Больше я не думал: развернув к себе лицом, припал к пересохшим губам – лихорадочно, жадно, сердито, поскольку страх, не желая прощаться, продолжал владеть моим разумом и телом. Я понимал, что причинял ей боль, понимал, что был скор и резок, но протеста в ответ не встречал: она только плакала, тихо, беззвучно.
Я оторвался от губ и посмотрел ей в глаза, желая утешить и убедить меня не бояться. Но сказать ничего не успел: лица моего коснулась теплая ладонь, а сама Она хрипло прошептала:
– Почему же так долго?
Я овладел ею прямо там, на холодных, жестких камнях. Я брал ее быстро, был груб и несдержан, но остановиться уже не мог – я всегда знал, что не смогу. Я словно мстил ей: отплачивал за только что пережитое; за вынужденное признание ее необходимейшей частицей моего существа; но более – что хотела покинуть меня и оставить одного… без нее…

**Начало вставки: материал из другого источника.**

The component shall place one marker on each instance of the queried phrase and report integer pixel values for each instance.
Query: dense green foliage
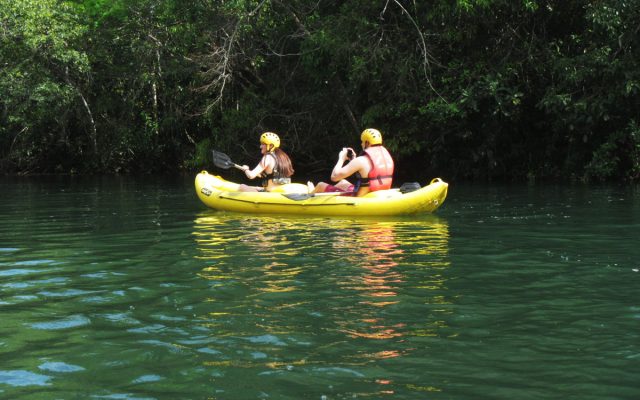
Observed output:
(481, 89)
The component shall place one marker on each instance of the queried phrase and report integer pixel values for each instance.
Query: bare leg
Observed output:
(320, 187)
(247, 188)
(343, 185)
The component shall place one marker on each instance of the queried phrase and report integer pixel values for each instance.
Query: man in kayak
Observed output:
(373, 168)
(274, 168)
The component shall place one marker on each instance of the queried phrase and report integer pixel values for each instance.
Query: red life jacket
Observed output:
(381, 175)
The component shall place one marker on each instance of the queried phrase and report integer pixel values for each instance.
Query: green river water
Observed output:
(132, 289)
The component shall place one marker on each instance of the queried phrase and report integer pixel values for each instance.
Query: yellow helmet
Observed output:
(270, 138)
(373, 136)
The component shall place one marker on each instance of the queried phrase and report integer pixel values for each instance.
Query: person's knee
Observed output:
(321, 187)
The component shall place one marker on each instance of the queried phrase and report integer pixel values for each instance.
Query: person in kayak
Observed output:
(373, 168)
(275, 167)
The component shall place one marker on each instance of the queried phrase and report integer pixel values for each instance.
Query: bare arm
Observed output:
(261, 167)
(341, 171)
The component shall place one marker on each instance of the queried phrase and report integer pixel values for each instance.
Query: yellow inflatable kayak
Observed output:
(217, 193)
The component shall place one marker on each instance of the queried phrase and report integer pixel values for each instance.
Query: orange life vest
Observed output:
(381, 174)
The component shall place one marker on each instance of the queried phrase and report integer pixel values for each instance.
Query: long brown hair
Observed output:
(284, 163)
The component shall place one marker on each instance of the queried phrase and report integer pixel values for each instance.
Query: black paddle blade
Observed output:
(222, 160)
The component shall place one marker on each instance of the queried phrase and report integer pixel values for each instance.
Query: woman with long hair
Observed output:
(275, 167)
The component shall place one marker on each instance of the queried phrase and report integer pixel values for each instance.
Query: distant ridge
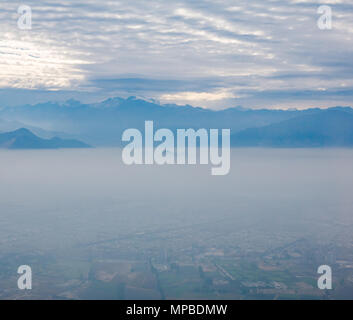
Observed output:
(330, 128)
(25, 139)
(102, 124)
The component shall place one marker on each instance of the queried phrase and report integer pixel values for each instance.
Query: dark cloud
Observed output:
(211, 53)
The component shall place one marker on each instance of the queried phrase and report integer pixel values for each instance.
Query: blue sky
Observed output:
(214, 54)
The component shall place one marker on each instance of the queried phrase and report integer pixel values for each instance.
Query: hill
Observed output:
(25, 139)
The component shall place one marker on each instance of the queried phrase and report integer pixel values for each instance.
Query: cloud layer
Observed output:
(209, 53)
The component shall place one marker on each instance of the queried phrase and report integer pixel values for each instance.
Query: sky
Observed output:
(213, 54)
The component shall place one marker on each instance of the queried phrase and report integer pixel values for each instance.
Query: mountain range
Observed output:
(25, 139)
(102, 124)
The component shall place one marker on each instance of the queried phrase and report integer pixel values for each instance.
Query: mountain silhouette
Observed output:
(102, 124)
(25, 139)
(325, 129)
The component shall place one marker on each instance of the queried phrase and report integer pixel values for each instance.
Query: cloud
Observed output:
(210, 53)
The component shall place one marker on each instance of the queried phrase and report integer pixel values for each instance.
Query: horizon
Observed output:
(159, 103)
(257, 55)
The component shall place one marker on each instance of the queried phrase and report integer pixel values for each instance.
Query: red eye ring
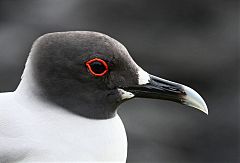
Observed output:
(88, 64)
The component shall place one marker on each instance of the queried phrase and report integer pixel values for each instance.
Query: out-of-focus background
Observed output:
(191, 42)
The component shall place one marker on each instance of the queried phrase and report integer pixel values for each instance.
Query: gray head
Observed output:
(91, 74)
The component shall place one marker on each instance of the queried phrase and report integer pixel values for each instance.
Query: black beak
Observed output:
(158, 88)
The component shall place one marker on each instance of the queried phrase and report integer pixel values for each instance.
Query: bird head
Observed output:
(91, 74)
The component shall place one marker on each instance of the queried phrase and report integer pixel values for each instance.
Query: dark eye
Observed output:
(97, 67)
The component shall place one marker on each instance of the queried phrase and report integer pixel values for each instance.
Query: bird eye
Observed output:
(97, 67)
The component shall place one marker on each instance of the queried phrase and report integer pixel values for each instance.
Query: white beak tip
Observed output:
(194, 100)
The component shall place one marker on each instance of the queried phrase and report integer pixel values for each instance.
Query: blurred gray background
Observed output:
(191, 42)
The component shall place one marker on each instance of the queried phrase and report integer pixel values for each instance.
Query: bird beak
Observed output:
(158, 88)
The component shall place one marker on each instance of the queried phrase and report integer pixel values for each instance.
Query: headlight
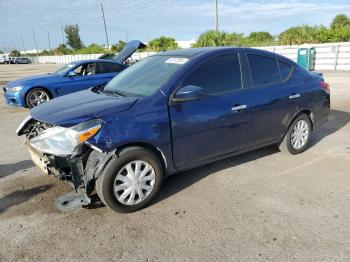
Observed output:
(64, 141)
(14, 89)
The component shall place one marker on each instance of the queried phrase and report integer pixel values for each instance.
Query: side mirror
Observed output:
(71, 73)
(188, 93)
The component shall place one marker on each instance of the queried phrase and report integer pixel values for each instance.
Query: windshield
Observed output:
(145, 77)
(64, 69)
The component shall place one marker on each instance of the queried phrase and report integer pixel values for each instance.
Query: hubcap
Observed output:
(300, 134)
(38, 97)
(134, 182)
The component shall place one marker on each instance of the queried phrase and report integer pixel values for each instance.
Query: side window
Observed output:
(110, 68)
(285, 69)
(79, 70)
(264, 69)
(217, 75)
(86, 69)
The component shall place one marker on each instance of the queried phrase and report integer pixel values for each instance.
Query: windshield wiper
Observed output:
(113, 92)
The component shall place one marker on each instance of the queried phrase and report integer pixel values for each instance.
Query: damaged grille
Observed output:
(35, 128)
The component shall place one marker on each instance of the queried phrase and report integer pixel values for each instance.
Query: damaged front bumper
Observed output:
(79, 167)
(79, 170)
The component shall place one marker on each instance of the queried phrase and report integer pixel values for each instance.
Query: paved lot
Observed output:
(263, 205)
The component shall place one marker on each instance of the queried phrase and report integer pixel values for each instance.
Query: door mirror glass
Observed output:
(189, 93)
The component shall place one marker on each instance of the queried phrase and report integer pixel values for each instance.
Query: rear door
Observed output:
(214, 125)
(276, 96)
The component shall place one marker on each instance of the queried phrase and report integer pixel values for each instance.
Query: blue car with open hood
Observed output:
(72, 77)
(170, 112)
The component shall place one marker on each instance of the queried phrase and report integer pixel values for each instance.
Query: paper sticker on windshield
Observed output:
(176, 60)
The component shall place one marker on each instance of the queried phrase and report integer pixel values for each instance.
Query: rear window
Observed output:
(285, 69)
(264, 69)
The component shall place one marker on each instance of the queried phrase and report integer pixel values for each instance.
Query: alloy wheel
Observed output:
(38, 97)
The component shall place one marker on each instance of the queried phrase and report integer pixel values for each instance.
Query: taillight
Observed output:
(325, 86)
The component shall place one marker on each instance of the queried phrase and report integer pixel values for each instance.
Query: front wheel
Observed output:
(130, 180)
(298, 136)
(37, 96)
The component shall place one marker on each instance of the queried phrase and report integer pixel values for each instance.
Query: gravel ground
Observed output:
(263, 205)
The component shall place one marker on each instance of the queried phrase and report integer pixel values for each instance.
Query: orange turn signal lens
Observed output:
(89, 133)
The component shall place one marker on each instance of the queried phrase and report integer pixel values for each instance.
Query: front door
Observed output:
(217, 124)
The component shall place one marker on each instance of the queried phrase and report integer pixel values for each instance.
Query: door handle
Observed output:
(294, 96)
(239, 107)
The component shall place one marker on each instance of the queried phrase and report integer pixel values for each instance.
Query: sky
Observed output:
(144, 20)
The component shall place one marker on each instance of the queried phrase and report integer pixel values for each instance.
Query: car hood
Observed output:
(81, 106)
(30, 79)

Она не сказала ни слова, покорно принимая все то, что давал ей, и то, как я это давал. Но отвечала не менее страстно: возможно, наивно и где-то незрело, но со всей не раскрытой в полной мере чувственностью.
Я слышал свое имя: она произносила. Не понимал, откуда знала, но она шептала его, чем доставляла мне большее удовольствие. Из-за чего в миг наивысшего блаженства я принял истинную сущность: принял, но не заметил. Зато заметила она: в глазах светилось пониманье, тогда как пальцы, нежно и несмело, касались огрубевшей кожи.
Она должна была меня испугаться, умчаться прочь, подальше, в безопасность, но уткнувшись носом в мою шею, она лишь крепче меня обняла. К своему стыду, тогда я подумал, а не сошла ли она действительно с ума? Может, я для нее – одна из фантазий теперь некрепкого, больного разума? Может, она давно уже не живет в реальности, а обитает в вымышленных ею мирах, в которых схожие мне – это норма?
За эти мысли я упрекаю себя до сих пор.
Все следующие дни мы проводили вдвоем – время, ставшее для меня откровением. Я был другим. С ней. Только с ней: спокойным, тактичным, внимательным – ее задор наполнял меня теплотой и светом.